Ademption occurs when property gifted in a will is not in the estate’s possession at the time of the testator’s death. This occurs when the property has been sold, destroyed or given away before the testator’s death.
The general rule of ademption states that when a property mentioned in a will is no longer in the estate’s possession, the property or its cash equivalent is not passed to the beneficiary. When this occurs, the property is considered adeemed.
Ademption laws vary from state to state. Sometimes heirs can claim the property if they can prove the testator was not competent at the time he sold or gave away the property.
Estate planning experts recommend that people plan for ademption issues when establishing their estates. Including language that clarifies your wishes if a piece of property is not in your estate’s possession at the time of your death can help ensure your wishes are honored.
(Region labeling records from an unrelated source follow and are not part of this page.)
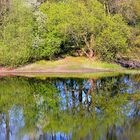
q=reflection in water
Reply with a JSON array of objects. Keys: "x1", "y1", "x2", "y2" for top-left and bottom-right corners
[{"x1": 0, "y1": 75, "x2": 140, "y2": 140}]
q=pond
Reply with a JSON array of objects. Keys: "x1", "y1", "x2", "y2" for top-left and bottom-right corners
[{"x1": 0, "y1": 75, "x2": 140, "y2": 140}]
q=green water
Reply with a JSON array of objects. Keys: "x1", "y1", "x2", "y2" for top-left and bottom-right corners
[{"x1": 0, "y1": 75, "x2": 140, "y2": 140}]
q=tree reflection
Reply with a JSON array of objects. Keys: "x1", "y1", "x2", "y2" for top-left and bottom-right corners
[{"x1": 0, "y1": 75, "x2": 140, "y2": 140}]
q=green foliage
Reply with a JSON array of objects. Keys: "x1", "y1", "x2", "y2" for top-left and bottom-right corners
[
  {"x1": 0, "y1": 1, "x2": 34, "y2": 66},
  {"x1": 95, "y1": 15, "x2": 130, "y2": 61},
  {"x1": 0, "y1": 0, "x2": 140, "y2": 66}
]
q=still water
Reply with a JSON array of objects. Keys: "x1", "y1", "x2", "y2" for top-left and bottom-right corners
[{"x1": 0, "y1": 75, "x2": 140, "y2": 140}]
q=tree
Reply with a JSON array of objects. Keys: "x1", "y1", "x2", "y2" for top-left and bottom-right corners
[
  {"x1": 0, "y1": 0, "x2": 34, "y2": 66},
  {"x1": 40, "y1": 0, "x2": 104, "y2": 57}
]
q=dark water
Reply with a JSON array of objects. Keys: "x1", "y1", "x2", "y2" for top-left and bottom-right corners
[{"x1": 0, "y1": 75, "x2": 140, "y2": 140}]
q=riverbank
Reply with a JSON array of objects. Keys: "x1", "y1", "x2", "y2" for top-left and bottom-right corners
[{"x1": 0, "y1": 57, "x2": 140, "y2": 77}]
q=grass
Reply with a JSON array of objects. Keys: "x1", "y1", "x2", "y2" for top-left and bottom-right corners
[
  {"x1": 19, "y1": 57, "x2": 123, "y2": 70},
  {"x1": 16, "y1": 57, "x2": 140, "y2": 79}
]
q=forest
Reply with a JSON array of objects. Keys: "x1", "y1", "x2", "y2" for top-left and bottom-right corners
[{"x1": 0, "y1": 0, "x2": 140, "y2": 67}]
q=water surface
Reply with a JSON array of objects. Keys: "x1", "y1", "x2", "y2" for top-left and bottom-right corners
[{"x1": 0, "y1": 75, "x2": 140, "y2": 140}]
Ademption should not be confused with ademption by satisfaction. Ademption by satisfaction occurs when the testator changes the timing of a gift so that the beneficiary can enjoy the gift before the testator’s death. For example, a grandparent may decide to give a grandchild the money that is already bequeathed in a will while the grandparent is still alive to help pay for the grandchild’s college.
Mary has named her daughter as the beneficiary of her car in her will. Six months before she dies, Mary is in a car accident and the damages to the car are so significant that the insurance company totals the car and sells it to a junkyard. Mary doesn’t update her will to reflect that the car is no longer in her possession. According to the rule of ademption, the car will not pass to Mary’s daughter, nor will she receive any compensation for the car.